Intel kills Optane 'Core+' desktop processor bundles as 3D XPoint venture dissolves

The desktop PC market, at least, appears not to be buying into Intel's Optane technology.

Intel has officially killed off its “Core+” Optane processor bundles for desktop PCs in the wake of Micron’s decision to buy out Intel’s stake in the 3D XPoint fab once jointly operated by both companies. The Core+ branding was reserved for systems that shipped with both Core processors as well as Intel’s Optane Memory technology, which speeds up the other storage in your PC.
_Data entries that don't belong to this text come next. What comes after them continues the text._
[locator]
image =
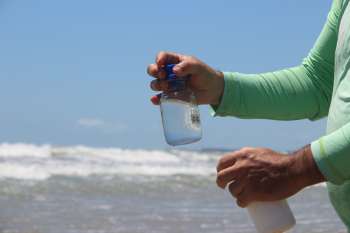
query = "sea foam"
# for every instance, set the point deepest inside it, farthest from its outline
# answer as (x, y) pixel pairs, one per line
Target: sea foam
(39, 162)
In a product change notification (PDF), Intel said that it would discontinue the boxed Core i7+8700, i5+8400 and i5+8500 by Sept. 30, though that’s only if supplies of the chips are still available. The last shipments will take place Dec. 27. Intel cited a “lack of market demand” as the reason for the discontinuation, in a document unearthed by Tom’s Hardware.
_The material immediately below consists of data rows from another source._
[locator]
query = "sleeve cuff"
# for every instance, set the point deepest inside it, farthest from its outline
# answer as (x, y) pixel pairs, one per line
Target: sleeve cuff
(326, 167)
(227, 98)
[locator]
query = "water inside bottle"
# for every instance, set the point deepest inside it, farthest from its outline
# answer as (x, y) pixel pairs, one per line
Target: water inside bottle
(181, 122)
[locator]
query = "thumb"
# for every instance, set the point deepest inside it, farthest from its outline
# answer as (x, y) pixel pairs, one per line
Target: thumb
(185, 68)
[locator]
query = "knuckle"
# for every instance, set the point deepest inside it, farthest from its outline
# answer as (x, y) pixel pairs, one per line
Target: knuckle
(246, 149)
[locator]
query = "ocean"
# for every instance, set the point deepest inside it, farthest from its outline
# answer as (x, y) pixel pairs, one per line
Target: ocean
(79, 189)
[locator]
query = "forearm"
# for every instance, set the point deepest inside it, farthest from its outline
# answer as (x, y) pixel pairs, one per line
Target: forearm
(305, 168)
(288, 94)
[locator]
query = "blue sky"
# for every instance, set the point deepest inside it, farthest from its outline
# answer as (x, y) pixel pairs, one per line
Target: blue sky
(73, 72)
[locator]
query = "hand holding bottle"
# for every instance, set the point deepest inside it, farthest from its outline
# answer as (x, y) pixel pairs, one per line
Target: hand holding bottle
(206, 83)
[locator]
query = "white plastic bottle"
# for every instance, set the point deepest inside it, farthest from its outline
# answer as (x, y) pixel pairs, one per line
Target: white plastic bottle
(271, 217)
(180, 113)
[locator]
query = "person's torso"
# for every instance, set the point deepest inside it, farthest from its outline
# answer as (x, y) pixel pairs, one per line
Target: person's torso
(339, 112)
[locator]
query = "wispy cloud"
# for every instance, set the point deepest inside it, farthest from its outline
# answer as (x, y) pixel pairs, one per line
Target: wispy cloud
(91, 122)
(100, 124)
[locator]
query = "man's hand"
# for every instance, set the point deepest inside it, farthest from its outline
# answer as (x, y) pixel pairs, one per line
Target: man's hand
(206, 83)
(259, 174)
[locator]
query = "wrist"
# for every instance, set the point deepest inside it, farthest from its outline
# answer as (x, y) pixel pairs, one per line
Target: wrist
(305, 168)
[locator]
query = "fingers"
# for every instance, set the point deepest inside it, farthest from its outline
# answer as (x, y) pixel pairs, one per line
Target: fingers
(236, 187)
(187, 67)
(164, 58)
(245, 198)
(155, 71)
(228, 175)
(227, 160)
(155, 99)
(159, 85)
It’s a relatively quick end for at some of Intel’s Core+ bundling plans. Intel said in April that the company was launching “Core i5+,” “Core i7+” and “Core i9+” brands, complete with stickers, to help inform buyers that the Optane technology was migrating into notebooks and desktops, and that the bundle was offering more than just the processor itself.

The Core i7-8700, i5-8400, and i5-8500 are all older “Coffee Lake” desktop processors. Intel representatives said that the discontinued Core+ processors represent the entirety of its Core+Optane bundles in the desktop space, but that it will have no impact on Core+ bundles into notebook PCs.
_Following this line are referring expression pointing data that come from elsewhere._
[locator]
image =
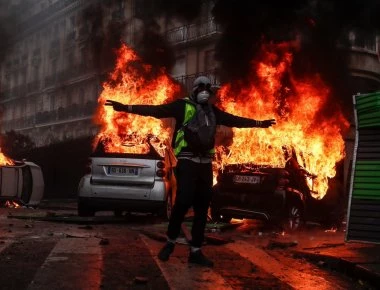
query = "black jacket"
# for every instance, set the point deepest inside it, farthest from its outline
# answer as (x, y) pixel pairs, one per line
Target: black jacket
(176, 110)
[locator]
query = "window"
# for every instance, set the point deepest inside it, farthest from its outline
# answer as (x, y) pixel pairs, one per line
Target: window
(179, 68)
(210, 63)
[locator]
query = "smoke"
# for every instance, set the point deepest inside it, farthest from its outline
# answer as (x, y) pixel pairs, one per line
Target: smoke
(104, 36)
(318, 25)
(153, 46)
(8, 25)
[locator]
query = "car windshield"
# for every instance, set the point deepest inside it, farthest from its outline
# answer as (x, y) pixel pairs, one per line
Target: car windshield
(131, 146)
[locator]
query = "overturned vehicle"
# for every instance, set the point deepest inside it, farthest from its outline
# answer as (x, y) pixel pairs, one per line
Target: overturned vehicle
(21, 183)
(281, 196)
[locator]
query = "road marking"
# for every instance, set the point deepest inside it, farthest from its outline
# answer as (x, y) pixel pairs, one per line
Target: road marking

Intel Optane slide Mark Hachman / IDG

At CES, Intel announced a new product to combine an SSD and Optane on the same M.2 card, but it wasn’t officially part of its Core+ bundles. In fact, we didn’t see a single “Core+” notebook announced at CES.

Intel, Micron shift manufacturing plans

Intel’s decision was made as the company wraps up its partnership with Micron on 3D XPoint, which it announced in 2015 as a breakthrough memory technology that would include characteristics of nonvolatile storage and dynamic memory.

On Monday, Micron said it would exercise its right (PDF) to buy out the fab it jointly operated with Intel to manufacture 3D XPoint memory, which Intel brands as Optane. The breakup wasn’t unexpected, as Micron had signaled its intention to terminate the agreement last year.  Though Micron had once planned to sell an Optane competitor called QuantX, the company hasn’t yet managed to bring it to market. 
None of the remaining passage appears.